Ya Tuhan, Engkaulah yang menjadikan langit dan bumi, laut dan segala isinya.” Demikian seruan murid-murid yang tercatat di ayat 25. Pernahkah kita juga berseru seperti itu? Ya, setidaknya sekali dalam seminggu. Kapan dan dimana? Pada hari minggu dalam kebaktian di gereja : “Pertolongan kita ialah di dalam nama Tuhan, yang menjadikan langit dan bumi, laut dan segala isinya!” (Mazmur 121:2 dan 124:8). Memang kalimatnya tidak persis sama, tetapi maknanya sama. Persoalannya, tahukah kita makna kata atau ucapan tersebut?
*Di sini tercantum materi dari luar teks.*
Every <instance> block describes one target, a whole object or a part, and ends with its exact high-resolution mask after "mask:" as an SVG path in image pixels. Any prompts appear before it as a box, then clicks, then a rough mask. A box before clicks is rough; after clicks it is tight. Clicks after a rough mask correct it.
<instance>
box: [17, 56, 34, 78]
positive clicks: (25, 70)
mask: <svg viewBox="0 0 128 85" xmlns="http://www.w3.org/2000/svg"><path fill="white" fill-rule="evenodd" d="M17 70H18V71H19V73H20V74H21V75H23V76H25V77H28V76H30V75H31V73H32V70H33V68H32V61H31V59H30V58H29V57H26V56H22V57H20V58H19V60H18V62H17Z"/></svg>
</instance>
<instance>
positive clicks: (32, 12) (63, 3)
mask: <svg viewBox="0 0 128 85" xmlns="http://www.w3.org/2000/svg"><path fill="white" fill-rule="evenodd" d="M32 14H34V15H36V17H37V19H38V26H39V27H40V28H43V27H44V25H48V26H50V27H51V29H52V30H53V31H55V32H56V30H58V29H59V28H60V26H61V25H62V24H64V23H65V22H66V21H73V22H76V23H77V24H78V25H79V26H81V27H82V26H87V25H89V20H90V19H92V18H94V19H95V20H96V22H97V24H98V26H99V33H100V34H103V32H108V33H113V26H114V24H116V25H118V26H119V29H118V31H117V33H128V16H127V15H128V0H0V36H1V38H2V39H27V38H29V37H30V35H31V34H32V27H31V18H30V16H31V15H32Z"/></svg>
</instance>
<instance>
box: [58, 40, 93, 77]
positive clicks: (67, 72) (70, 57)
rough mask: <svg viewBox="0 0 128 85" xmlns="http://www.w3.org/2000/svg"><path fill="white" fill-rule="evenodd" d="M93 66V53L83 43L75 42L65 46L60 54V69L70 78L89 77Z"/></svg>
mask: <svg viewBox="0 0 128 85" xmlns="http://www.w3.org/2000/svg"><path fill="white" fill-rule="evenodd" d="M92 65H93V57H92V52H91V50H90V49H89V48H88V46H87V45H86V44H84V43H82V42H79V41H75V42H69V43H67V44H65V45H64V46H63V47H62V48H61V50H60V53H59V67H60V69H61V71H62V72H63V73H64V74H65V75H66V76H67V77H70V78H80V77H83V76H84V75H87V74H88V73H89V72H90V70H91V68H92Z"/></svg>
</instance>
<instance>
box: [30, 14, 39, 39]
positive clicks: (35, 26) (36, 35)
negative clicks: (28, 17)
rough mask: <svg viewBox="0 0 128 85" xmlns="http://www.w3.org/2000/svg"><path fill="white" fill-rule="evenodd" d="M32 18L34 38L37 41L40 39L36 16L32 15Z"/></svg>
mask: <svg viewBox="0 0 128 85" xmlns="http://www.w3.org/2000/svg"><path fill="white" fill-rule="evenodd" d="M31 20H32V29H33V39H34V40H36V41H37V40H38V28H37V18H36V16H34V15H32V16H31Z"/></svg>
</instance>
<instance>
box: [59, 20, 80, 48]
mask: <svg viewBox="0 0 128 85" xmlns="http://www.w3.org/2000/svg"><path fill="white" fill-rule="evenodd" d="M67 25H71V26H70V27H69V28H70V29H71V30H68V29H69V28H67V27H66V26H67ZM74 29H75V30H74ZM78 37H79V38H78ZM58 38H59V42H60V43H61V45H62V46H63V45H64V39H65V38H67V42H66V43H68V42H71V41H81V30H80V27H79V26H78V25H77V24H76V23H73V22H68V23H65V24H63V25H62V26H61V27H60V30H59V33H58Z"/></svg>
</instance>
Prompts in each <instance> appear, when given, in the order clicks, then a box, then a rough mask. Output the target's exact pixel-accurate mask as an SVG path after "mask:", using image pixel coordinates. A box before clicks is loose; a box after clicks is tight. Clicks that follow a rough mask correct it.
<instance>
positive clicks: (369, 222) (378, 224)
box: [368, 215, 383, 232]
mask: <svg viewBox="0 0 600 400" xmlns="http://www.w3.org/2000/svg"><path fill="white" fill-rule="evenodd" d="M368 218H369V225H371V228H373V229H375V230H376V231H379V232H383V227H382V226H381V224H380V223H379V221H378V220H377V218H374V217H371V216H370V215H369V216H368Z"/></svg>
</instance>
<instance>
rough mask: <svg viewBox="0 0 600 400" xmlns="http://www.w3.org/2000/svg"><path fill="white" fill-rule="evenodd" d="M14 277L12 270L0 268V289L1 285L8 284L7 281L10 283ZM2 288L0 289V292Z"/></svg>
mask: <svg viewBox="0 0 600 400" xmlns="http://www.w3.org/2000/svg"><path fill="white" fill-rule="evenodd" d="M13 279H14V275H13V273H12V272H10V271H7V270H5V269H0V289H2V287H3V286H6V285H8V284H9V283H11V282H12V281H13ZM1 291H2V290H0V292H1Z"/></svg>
Kedua pernyataan itu, baik yang di Kisah Rasul 4:25 pun yang di Mazmur 121:2 dan 124:8, muncul dari sebuah konteks/situasi dimana umat Allah sedang dalam bayang-bayang ketakutan. Di Kisah Rasul 4:25 murid-murid sedang menghadapi ancaman dari para pemimpin-pemimpin masyarakat dan pemuka agama. Di Mazmur 121:2 dan 124:8 pemazmur menghadapi ancaman alam yang buas dan dahsyat. Mereka, baik murid-murid pun pemazmur, merasa tidak berdaya menghadapi bahaya yang sedang mengancam. Bahaya itu jauh melampaui kemampuan mereka untuk bertahan. Hanya oleh keyakinan bahwa Tuhanlah yang empunya langit-bumi serta segala isinya maka ada kekuatan dan keberanian menghadapi semua itu. Mengapa demikian? Karena Tuhanlah yang empunya segalanya. Dia pemilik dan penguasa yang tiada duanya. Kalau Dia berkehendak, tidak ada yang dapat menghalanginya. Di dalam tanganNya, umat endapat ketenangan, kekuatan dan keberanian menghadapi kehidupan.
Itulah sesungguhnya makna votum. Ia tidak sekedar pernyataan pembukaan ibadah, tetapi ia adalah proklamasi iman, bahwa apapun yang terjadi Tuhanlah sumber pertolongan. Jika Tuhan yang menolong, maka tidak usah kuatir menghadapi tantangan hidup; karena Tuhan yang menciptakan langit bumi serta segala isinya, maka hati kita tidak boleh lekat atau larut dalam kenikmatan maupun keluh-kesah dunia ini, melainkan hanya pada Tuhanlah hati kita melekat. Tidak ada nama lain yang patut disembah di kolong langit ini selain Dia.
Doa: Tuhan, engkaulah yang menciptakan langit bumi dan segala isinya. Engkaulah sumber pertolongan kami. Padamulah kami berserah!